Das eine solche Arbeitsbelastung auf Kosten des Arbeitsklimas geht musste ich nicht zuletzt auch selbst erfahren. Ich habe mich während des Praktikums teilweise richtig zerrissen, war nicht selten keiner Kollegin fest zugeordnet, sondern musste durch alle Stationsbereiche springen, je nachdem wo ich gerade gebraucht wurde. Die Mittagspause ist da durchaus öfters auch mal ausgefallen. Als ich dann einmal zu einer Kollegin, die von mir wollte, dass ich ihren Müll (Verpackungen von Infusionen, Infusionssystemen etc.) wegräume, sagte, ich könne mich nicht halbieren und würde gern noch die Aufgaben fertig machen, die ich gerade erledige, war die Folge, dass sie den Tag über mit mir kaum mehr ein Wort redete und auf Fragen wie „Kann ich dir noch irgendetwas helfen?“ mit einem kurzen „Nein!“ antwortete, ohne mich dabei anzuschauen. Ja, es gab definitiv auch Tage, an denen ich einen Blick auf den Dienstplan warf , meine restlichen Arbeitstage durchzählte und mir innerlich sagte: „In XY Tagen hast du es hinter dir!“

Glücklicherweise blieben solche Erfahrungen allerdings eher die Ausnahme.
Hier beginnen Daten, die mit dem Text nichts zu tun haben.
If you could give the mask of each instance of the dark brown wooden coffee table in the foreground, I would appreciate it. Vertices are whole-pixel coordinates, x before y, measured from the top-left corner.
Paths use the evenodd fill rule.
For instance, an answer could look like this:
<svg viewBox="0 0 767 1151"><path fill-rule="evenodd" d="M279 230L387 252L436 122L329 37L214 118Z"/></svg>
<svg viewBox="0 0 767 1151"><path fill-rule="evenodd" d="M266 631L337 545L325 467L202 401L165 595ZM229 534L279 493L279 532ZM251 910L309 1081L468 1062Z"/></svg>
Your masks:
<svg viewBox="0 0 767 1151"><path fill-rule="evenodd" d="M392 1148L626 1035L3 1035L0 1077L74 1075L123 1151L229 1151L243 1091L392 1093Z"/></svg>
Alles in allem hatte ich das Gefühl, doch mit freundlichen Kolleginnen und Kollegen zusammenzuarbeiten, von denen ich viel gelernt habe, die mit meiner Arbeit sehr zufrieden waren und die meine Unterstützung in der momentan äußerst angespannten Situation auf Station auch geschätzt haben.